Search code examples
rbioinformaticslinear-regressionglmglmnet

Elastic net with Cox regression


I am trying to perform elastic net with cox regression on 120 samples with ~100k features.

I tried R with the glmnet package but R is not supporting big matrices (it seems R is not designed for 64 bit). Furthermore, the package glmnet does support sparse matrices but for whatever reason they have not implemented sparse matrix + cox regression.

I am not pushing for R but this is the only tool I found so far. Anyone knows what program I can use to calculate elastic nets + cox regression on big models? I did read that I can use Support Vector Machine but I need to calculate the model first and I cannot do that in R due to the above restriction.

Edit: A bit of clarification. I am not reporting an error in R as apparently it is normal for R to be limited by how many elements its matrix can hold (as for glmnet not supporting sparse matrix + cox I have no idea).
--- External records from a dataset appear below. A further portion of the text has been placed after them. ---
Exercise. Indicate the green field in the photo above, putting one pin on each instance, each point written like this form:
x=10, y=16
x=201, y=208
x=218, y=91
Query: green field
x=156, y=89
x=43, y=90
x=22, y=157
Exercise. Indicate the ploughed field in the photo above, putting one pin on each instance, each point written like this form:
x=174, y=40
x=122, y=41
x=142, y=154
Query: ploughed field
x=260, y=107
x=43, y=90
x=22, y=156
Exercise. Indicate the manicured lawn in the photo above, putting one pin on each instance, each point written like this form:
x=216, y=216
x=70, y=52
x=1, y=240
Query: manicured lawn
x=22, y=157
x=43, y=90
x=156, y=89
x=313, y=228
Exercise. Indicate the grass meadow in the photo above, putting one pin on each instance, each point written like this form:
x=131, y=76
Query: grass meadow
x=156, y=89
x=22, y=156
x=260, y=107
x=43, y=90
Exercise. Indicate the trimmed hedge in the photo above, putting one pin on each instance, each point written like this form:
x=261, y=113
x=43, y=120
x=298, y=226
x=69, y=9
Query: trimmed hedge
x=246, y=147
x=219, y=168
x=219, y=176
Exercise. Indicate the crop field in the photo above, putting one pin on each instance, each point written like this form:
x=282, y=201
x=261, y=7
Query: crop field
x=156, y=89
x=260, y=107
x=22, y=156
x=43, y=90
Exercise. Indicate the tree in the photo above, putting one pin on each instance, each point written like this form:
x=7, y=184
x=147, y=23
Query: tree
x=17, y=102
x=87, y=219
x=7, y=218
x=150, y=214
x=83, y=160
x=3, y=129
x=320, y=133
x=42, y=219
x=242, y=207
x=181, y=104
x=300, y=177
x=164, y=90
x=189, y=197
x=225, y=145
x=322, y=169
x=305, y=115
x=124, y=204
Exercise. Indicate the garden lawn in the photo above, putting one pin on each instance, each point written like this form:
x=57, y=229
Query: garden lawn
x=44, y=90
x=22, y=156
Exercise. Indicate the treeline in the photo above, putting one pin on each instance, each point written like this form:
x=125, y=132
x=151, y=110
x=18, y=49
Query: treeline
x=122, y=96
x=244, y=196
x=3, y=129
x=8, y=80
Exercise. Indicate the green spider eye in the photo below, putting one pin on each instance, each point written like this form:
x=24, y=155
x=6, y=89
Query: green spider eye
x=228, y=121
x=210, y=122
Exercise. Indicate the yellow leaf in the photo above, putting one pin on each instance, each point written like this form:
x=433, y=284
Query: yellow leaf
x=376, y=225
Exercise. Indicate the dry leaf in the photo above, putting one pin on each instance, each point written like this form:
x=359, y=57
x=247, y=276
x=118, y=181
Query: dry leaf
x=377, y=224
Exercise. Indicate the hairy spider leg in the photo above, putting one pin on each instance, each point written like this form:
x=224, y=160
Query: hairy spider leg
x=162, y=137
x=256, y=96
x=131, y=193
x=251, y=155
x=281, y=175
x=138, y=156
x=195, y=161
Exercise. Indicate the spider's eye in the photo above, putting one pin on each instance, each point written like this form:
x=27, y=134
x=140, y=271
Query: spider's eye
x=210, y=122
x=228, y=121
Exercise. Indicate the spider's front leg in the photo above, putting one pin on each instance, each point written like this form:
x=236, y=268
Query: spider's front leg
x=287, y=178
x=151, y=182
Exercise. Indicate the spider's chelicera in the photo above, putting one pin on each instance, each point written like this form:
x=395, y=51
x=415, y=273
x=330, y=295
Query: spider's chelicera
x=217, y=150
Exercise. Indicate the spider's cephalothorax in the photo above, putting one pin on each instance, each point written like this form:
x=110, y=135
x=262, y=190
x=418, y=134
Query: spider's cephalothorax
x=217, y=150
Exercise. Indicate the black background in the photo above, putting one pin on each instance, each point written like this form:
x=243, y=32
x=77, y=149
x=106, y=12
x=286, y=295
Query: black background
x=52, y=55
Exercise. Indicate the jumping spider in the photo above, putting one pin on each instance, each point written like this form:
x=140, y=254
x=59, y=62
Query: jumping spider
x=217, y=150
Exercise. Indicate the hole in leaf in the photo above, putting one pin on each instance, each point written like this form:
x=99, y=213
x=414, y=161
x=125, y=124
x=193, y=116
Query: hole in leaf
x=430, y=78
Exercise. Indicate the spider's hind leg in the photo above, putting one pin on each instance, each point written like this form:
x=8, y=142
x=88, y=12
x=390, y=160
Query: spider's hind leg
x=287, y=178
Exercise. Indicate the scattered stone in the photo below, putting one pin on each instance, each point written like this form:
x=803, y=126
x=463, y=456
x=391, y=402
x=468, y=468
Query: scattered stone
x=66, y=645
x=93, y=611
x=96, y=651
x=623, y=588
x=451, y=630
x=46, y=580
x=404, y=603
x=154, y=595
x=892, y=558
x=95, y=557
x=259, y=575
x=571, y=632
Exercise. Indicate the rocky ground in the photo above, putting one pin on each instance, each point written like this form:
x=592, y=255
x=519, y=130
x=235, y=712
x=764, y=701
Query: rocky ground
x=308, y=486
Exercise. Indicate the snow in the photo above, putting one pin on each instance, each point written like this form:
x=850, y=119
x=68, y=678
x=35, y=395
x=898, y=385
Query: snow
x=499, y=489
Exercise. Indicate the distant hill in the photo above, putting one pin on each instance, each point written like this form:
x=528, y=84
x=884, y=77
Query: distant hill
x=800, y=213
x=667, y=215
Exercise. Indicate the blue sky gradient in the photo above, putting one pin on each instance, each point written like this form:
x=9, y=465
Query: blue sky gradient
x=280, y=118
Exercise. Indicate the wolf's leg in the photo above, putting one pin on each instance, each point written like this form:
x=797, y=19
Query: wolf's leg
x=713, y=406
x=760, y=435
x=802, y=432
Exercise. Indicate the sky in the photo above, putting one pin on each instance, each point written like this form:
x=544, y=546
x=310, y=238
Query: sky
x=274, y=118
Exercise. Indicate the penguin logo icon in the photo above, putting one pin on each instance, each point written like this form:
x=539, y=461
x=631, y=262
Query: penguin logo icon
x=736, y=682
I am not pushing for a tool but it would be easier if there is another package or a stand alone program that can perform what I am looking for.

If someone has an idea or has done this before please share your method (R, Matlab, something else).

Edit 2:

Here is what I used to test: I made a matrix of 100x100000. Added labels and tried to create the model using model.matrix.
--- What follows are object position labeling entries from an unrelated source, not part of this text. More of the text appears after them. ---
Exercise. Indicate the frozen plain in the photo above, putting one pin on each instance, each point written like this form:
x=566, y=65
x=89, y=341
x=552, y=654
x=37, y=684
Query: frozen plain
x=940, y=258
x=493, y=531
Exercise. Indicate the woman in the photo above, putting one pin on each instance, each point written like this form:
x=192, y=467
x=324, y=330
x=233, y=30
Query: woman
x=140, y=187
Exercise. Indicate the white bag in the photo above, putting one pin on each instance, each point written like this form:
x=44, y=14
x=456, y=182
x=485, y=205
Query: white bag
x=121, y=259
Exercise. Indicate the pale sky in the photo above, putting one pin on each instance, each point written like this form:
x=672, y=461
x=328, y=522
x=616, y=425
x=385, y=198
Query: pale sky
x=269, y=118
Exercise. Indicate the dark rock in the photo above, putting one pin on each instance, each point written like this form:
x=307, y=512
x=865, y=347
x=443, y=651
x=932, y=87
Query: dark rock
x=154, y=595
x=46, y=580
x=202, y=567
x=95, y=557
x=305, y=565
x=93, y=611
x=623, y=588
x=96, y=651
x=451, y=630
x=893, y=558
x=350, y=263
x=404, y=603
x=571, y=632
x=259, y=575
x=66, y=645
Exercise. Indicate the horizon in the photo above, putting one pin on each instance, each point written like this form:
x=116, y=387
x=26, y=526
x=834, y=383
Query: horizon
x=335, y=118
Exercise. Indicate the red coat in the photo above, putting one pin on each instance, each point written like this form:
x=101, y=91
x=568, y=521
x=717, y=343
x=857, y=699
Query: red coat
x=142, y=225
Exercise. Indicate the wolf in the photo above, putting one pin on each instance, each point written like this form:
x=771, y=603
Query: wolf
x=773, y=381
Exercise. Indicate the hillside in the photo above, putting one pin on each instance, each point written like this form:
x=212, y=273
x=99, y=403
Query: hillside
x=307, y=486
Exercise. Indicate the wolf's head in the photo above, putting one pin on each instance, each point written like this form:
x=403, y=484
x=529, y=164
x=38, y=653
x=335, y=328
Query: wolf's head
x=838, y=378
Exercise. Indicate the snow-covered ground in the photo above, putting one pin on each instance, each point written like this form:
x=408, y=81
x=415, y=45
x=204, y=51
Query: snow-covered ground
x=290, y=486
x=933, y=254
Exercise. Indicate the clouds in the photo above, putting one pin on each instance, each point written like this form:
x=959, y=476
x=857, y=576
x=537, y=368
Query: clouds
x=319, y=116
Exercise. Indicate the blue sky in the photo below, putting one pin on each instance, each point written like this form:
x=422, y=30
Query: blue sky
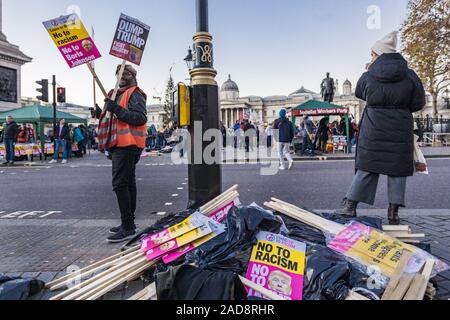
x=269, y=47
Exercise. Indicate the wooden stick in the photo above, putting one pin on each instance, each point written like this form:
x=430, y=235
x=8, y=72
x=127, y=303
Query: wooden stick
x=93, y=279
x=94, y=74
x=146, y=294
x=264, y=291
x=395, y=278
x=119, y=78
x=354, y=296
x=220, y=204
x=413, y=292
x=397, y=228
x=223, y=195
x=115, y=264
x=419, y=288
x=114, y=283
x=105, y=278
x=92, y=266
x=406, y=236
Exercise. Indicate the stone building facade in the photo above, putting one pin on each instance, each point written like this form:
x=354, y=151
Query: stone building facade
x=11, y=62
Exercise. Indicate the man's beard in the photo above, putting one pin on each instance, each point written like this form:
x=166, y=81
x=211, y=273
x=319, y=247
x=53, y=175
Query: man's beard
x=127, y=83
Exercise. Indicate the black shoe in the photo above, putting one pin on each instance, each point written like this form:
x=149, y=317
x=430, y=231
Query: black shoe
x=349, y=210
x=394, y=218
x=117, y=229
x=122, y=236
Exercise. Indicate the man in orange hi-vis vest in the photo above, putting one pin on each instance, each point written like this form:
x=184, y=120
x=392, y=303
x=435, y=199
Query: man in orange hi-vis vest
x=129, y=142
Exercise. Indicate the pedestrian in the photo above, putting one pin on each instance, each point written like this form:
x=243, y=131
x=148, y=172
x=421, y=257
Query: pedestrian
x=269, y=134
x=130, y=110
x=322, y=134
x=393, y=92
x=79, y=139
x=61, y=138
x=308, y=137
x=285, y=137
x=237, y=130
x=10, y=133
x=23, y=137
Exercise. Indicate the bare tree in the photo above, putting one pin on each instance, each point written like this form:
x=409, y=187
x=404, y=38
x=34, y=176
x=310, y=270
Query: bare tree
x=426, y=44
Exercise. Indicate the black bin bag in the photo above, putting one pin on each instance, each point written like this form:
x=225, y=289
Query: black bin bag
x=231, y=251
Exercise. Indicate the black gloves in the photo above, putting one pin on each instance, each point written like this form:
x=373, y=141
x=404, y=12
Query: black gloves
x=111, y=106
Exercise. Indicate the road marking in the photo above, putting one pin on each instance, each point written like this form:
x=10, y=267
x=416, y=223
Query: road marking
x=27, y=214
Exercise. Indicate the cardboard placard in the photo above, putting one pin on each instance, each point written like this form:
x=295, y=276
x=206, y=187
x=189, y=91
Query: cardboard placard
x=130, y=39
x=372, y=247
x=193, y=222
x=72, y=39
x=180, y=242
x=278, y=264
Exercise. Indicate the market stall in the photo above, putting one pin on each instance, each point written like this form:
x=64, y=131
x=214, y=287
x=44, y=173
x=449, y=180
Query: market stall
x=38, y=116
x=316, y=108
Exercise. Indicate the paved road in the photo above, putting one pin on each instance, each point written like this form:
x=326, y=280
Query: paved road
x=83, y=190
x=58, y=216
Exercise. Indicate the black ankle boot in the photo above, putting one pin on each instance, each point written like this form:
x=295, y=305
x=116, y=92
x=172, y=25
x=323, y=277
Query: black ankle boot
x=349, y=210
x=394, y=218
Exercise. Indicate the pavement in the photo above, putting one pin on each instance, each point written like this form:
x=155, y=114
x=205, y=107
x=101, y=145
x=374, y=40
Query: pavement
x=51, y=219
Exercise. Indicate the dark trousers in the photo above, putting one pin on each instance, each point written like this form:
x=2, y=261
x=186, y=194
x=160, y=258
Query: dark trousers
x=124, y=184
x=307, y=143
x=10, y=150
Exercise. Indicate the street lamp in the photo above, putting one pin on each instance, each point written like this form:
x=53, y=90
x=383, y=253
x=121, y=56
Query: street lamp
x=447, y=98
x=205, y=179
x=189, y=59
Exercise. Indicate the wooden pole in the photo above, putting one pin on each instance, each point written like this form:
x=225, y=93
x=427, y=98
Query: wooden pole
x=94, y=74
x=119, y=77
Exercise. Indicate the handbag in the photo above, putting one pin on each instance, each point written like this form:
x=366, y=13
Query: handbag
x=420, y=163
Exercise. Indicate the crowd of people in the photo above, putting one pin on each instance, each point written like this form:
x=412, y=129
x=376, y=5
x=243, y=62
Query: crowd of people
x=67, y=135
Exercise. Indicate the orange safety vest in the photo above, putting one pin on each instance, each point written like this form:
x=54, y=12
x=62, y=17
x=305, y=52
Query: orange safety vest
x=128, y=135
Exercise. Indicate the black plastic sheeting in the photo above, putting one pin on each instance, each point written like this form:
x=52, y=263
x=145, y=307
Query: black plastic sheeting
x=231, y=251
x=192, y=283
x=18, y=288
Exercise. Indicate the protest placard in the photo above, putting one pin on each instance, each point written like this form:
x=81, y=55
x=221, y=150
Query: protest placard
x=72, y=39
x=194, y=221
x=278, y=264
x=130, y=39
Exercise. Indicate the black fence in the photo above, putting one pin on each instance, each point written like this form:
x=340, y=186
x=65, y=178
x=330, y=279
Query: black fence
x=433, y=125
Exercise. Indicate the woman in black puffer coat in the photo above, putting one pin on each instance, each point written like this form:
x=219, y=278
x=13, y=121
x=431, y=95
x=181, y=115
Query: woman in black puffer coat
x=393, y=92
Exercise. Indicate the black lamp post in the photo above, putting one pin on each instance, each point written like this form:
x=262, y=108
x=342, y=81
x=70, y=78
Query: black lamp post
x=189, y=60
x=447, y=98
x=205, y=180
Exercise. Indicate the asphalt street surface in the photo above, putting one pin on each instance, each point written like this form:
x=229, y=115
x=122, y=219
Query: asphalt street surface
x=82, y=190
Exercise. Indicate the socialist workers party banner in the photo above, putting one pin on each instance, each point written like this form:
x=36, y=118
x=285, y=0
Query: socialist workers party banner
x=72, y=40
x=130, y=39
x=278, y=264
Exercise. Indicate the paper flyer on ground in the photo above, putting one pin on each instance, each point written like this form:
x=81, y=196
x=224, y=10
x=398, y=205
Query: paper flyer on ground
x=173, y=256
x=221, y=214
x=130, y=39
x=372, y=247
x=72, y=40
x=278, y=264
x=179, y=242
x=194, y=221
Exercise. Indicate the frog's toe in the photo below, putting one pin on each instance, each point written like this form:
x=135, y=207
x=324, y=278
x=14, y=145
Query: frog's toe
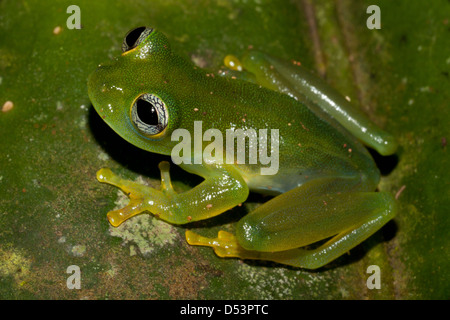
x=117, y=217
x=225, y=245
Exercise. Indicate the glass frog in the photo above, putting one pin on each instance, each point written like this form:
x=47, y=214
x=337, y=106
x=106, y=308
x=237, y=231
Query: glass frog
x=324, y=189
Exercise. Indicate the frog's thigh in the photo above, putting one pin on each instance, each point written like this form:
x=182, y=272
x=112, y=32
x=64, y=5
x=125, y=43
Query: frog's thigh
x=308, y=214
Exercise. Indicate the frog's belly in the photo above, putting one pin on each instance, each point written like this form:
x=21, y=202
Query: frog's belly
x=278, y=183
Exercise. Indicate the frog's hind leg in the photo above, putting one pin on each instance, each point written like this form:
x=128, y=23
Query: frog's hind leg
x=279, y=229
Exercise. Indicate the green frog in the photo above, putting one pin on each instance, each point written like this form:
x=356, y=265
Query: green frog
x=320, y=176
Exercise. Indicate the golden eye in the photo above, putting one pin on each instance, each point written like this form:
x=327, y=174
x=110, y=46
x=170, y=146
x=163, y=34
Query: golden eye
x=149, y=114
x=135, y=37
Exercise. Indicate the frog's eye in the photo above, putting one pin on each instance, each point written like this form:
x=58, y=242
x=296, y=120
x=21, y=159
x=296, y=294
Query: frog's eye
x=135, y=37
x=149, y=114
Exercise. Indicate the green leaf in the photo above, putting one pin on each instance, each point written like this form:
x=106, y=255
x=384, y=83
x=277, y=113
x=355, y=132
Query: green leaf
x=53, y=210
data <- matrix(rnorm(100*100000), 100, 100000)
formula <- as.formula(class ~ .)
x = c(rep('A', 40), rep('B', 30), rep('C', 30))
y = sample(x=1:100, size=100)
class = x[y]
data <- cbind(data, class)
X <- model.matrix(formula, data)

The error I got:

Error: cannot allocate vector of size 37.3 Gb
In addition: Warning messages:
1: In terms.formula(object, data = data) :
  Reached total allocation of 12211Mb: see help(memory.size)
2: In terms.formula(object, data = data) :
  Reached total allocation of 12211Mb: see help(memory.size)
3: In terms.formula(object, data = data) :
  Reached total allocation of 12211Mb: see help(memory.size)
4: In terms.formula(object, data = data) :
  Reached total allocation of 12211Mb: see help(memory.size)

Thank you in advance! :)

Edit 3: Thanks to @marbel I was able to construct a test model that works and does not become too big. It seems my problem came from using cbind in my test.


Solution

  • A few pointers:

    a) That's a rather small dataset, R should be more than enought. All you need is a modern computer, meaning a decent amount of RAM. I guess 4GB should be enough for such a small dataset.
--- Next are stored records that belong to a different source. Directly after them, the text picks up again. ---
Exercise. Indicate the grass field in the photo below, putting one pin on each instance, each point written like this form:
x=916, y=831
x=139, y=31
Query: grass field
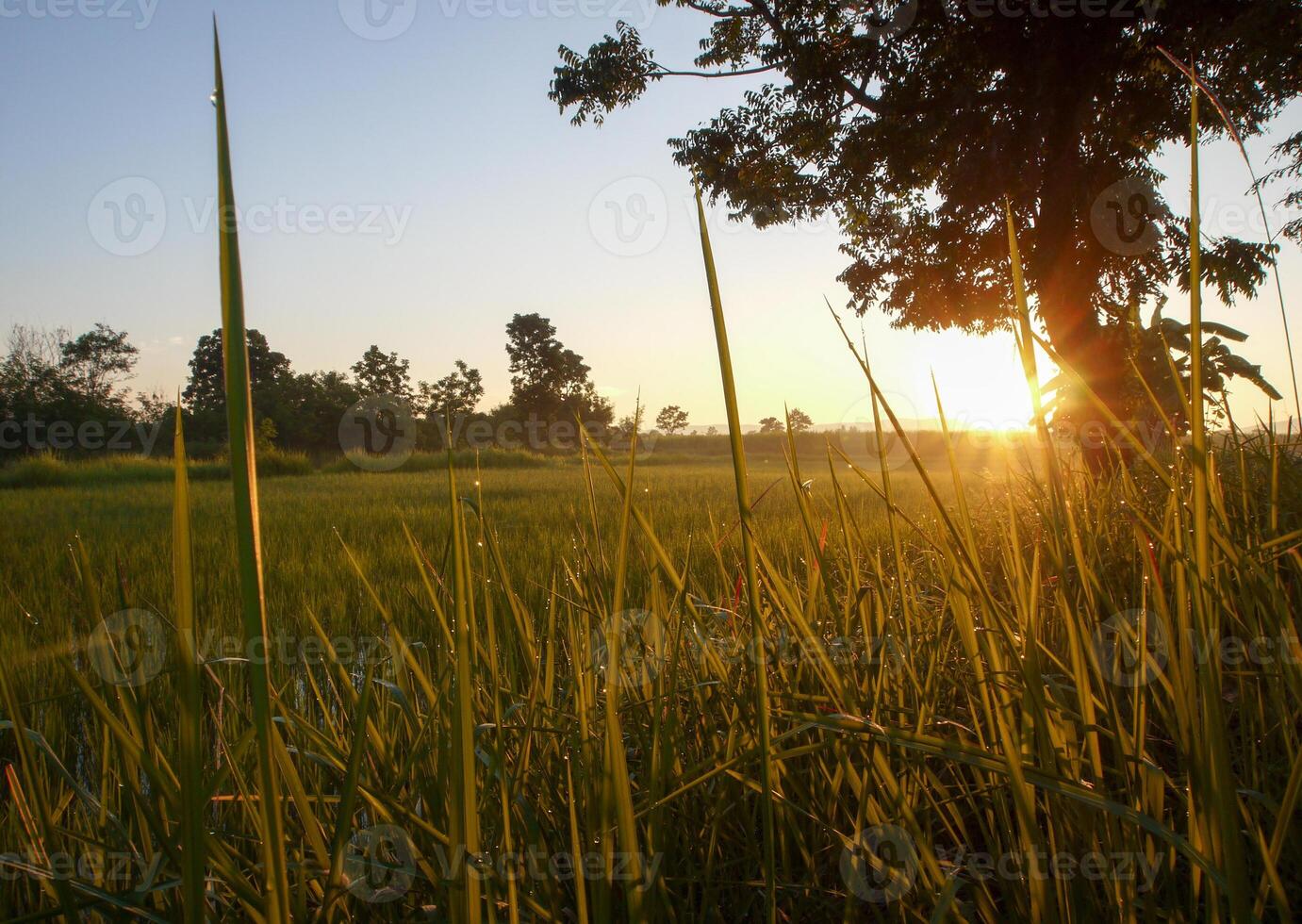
x=125, y=530
x=913, y=688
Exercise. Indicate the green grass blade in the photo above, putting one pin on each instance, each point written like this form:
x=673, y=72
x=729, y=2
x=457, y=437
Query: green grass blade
x=748, y=543
x=243, y=481
x=190, y=731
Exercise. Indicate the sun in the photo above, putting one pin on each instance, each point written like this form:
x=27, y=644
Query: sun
x=980, y=380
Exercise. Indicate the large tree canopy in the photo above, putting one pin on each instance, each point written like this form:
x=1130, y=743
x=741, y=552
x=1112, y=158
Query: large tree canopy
x=912, y=123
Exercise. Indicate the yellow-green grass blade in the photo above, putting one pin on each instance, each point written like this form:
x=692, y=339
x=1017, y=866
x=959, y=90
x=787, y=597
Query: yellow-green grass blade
x=744, y=513
x=190, y=731
x=464, y=808
x=243, y=481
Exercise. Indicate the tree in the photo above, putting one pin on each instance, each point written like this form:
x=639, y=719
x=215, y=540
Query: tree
x=311, y=407
x=454, y=394
x=912, y=130
x=48, y=379
x=549, y=380
x=379, y=372
x=672, y=420
x=206, y=393
x=96, y=361
x=799, y=421
x=207, y=387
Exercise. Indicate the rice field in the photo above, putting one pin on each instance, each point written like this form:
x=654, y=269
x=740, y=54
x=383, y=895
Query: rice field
x=799, y=687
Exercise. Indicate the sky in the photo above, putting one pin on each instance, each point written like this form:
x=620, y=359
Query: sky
x=406, y=182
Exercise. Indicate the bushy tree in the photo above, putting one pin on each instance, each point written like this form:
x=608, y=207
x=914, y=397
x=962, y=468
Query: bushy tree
x=799, y=421
x=912, y=123
x=50, y=379
x=547, y=379
x=454, y=394
x=379, y=372
x=96, y=361
x=672, y=420
x=205, y=396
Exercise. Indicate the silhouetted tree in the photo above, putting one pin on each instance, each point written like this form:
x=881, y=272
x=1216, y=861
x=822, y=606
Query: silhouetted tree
x=379, y=372
x=456, y=394
x=547, y=379
x=799, y=421
x=672, y=420
x=96, y=361
x=911, y=123
x=205, y=396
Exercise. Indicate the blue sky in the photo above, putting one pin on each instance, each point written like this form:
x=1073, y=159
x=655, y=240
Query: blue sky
x=417, y=190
    The package is available in Julia and Python but I'm not sure if that model is available.

    Here and here you have examples of the cox model with the GLMNET package. There is also a package called survival.

    There are at least two problems with your code:

    • This is not something your would like to do in R: data <- cbind(data, class). It's just not memory efficient. If you need to do this type of operations use the data.table package. It allows to do assignment by references, check out the := operator.
    • If all your data is numeric you don't need to use model.matrix, just use data.matrix(X).
    • If you have categorical variables, use model.matrix with them only, then add them to the X matrix, perhaps using data.table, one column at a time using the ?data.table::set or the := operator.

    Hopefully this can help you debug the code. Good luck!